Juliette Lewis
Juliette Lewis (* 21. Juni 1973 in Los Angeles, Kalifornien) ist eine US-amerikanische Schauspielerin und Musikerin. Schon als Kind wollte Lewis Schauspielerin werden und nach mehrmaligem Vorsprechen erhielt sie schließlich im Alter von zwölf Jahren ihre erste Rolle in dem Fernsehfilm Home Fires (1987). Danach spielte sie in den Sitcoms I Married Dora (1987 bis 1988) und The Facts of Life (1988) mit Mindy Cohn und Cloris Leachman. Ihren ersten Kinofilm, Meine Stiefmutter ist ein Alien (1988), drehte sie an der Seite von Dan Aykroyd, Kim Basinger und Alyson Hannigan. 1989 war sie in Schöne Bescherung als Tochter von Chevy Chase und Beverly D’Angelo zu sehen. Im selben Jahr wurde sie für die Rolle der Delores, der Freundin von Wayne Arnold, in der Serie Wunderbare Jahre engagiert, die sie bis 1990 verkörperte.

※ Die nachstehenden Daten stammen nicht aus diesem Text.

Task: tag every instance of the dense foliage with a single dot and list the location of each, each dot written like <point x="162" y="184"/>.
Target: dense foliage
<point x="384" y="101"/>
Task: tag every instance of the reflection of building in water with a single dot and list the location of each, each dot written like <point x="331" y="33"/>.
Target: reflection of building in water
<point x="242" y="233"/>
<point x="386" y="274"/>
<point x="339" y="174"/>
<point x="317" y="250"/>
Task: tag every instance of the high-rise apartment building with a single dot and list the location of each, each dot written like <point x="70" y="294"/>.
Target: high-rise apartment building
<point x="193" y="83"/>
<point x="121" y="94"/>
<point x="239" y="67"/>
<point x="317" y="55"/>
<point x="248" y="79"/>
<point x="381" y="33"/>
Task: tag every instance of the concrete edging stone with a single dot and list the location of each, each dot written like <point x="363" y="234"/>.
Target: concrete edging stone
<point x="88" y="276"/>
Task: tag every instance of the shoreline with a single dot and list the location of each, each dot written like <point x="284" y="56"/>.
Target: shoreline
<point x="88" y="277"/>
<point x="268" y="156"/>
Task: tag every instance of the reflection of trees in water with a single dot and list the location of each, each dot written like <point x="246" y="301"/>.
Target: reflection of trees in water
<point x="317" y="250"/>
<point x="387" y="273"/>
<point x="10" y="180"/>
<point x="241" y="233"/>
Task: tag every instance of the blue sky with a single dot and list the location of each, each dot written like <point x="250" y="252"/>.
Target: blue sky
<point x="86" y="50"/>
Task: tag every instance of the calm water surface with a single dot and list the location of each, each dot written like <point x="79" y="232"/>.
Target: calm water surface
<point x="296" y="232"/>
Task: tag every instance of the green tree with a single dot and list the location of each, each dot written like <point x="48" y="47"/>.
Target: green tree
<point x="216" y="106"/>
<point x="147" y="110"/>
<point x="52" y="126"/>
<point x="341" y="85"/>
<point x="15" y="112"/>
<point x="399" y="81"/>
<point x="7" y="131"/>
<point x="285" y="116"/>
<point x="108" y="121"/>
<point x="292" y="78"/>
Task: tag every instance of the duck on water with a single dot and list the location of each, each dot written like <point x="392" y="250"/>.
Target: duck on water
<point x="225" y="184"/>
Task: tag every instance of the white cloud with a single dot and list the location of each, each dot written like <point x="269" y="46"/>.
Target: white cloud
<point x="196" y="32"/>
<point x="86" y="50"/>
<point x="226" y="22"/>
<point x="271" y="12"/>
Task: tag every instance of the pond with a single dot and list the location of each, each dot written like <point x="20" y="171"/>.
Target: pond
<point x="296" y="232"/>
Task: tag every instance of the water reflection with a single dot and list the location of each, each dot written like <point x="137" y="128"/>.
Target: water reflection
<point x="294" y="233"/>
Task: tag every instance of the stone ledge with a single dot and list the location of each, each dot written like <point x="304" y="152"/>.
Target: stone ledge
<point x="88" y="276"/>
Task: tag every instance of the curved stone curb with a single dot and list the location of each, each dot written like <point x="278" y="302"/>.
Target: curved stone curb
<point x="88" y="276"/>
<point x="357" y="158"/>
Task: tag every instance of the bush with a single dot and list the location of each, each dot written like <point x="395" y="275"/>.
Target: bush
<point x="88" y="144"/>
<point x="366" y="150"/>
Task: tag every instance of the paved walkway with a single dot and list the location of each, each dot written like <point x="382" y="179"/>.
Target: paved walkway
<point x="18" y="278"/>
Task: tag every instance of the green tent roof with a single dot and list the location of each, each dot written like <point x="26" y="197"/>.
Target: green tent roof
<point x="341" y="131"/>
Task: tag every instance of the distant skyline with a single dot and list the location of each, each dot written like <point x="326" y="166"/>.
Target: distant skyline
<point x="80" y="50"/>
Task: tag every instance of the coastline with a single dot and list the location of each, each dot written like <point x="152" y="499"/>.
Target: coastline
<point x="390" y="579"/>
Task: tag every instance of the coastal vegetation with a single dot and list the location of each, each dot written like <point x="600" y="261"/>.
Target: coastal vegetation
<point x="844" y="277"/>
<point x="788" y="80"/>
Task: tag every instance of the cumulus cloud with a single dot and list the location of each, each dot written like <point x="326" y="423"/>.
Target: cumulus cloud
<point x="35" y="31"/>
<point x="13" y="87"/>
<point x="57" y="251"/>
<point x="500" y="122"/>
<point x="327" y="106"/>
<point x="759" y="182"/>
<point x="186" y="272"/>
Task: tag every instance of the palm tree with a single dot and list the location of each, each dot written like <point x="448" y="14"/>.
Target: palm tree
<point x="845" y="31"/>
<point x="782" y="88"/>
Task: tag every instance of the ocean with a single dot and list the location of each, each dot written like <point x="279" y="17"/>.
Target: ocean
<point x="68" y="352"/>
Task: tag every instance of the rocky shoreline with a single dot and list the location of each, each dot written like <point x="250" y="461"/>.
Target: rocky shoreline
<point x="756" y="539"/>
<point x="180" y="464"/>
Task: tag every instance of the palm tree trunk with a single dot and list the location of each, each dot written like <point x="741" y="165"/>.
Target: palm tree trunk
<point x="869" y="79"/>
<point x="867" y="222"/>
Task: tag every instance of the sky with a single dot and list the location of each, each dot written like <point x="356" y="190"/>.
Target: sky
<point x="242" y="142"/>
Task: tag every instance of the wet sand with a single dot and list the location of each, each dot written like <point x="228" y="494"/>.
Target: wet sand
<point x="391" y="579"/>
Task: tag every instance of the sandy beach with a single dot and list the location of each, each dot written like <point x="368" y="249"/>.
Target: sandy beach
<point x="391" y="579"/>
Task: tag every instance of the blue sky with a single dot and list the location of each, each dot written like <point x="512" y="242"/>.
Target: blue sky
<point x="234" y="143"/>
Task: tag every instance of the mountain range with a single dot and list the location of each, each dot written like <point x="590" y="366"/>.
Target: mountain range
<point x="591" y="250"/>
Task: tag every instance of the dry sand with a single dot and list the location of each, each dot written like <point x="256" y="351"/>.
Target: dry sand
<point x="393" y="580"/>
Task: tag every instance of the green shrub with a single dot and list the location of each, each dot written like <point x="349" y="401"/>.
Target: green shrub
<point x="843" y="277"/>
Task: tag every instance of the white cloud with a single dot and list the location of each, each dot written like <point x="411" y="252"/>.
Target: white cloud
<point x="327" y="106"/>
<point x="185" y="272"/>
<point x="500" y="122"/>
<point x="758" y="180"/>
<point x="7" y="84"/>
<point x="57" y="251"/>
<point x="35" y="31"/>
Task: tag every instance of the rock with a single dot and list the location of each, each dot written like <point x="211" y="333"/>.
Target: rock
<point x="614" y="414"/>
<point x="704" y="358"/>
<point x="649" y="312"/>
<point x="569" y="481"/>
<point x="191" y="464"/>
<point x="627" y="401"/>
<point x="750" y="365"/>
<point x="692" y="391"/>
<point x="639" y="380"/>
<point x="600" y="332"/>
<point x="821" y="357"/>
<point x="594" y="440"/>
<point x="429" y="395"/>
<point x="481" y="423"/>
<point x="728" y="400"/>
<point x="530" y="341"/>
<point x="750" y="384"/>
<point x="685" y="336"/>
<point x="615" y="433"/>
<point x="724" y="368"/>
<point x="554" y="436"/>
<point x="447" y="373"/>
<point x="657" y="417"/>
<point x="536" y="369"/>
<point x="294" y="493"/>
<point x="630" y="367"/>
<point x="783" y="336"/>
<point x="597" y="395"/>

Ihre erste Hauptrolle spielte sie 1990 in dem Fernsehfilm Zum Sterben viel zu jung mit Brad Pitt. Dies machte den Regisseur Martin Scorsese auf Lewis aufmerksam, der sie daraufhin für seinen Film Kap der Angst (1991) verpflichtete. Die Rolle der Danielle Bowden, Tochter des Anwalts Samuel Bowden (Nick Nolte), brachte ihr Nominierungen als beste Nebendarstellerin für einen Oscar und einen Golden Globe ein, was ihre nationale und internationale Bekanntheit förderte.
Es folgten weitere größere Rollen, so z. B. 1992 in Woody Allens Ehemänner und Ehefrauen, in dem Thriller Kalifornia (1993) erneut an der Seite von Brad Pitt sowie in Gilbert Grape – Irgendwo in Iowa (1993) neben Johnny Depp und Leonardo DiCaprio. 1994 verkörperte sie in Natural Born Killers Mallory Knox, die narzisstisch-überspannte, wie hintergründig selbstunsichere Lebensgefährtin des Psychopathen Mickey Knox, gespielt von Woody Harrelson. 1996 spielte sie in From Dusk Till Dawn unter anderem neben George Clooney, Harvey Keitel und Quentin Tarantino.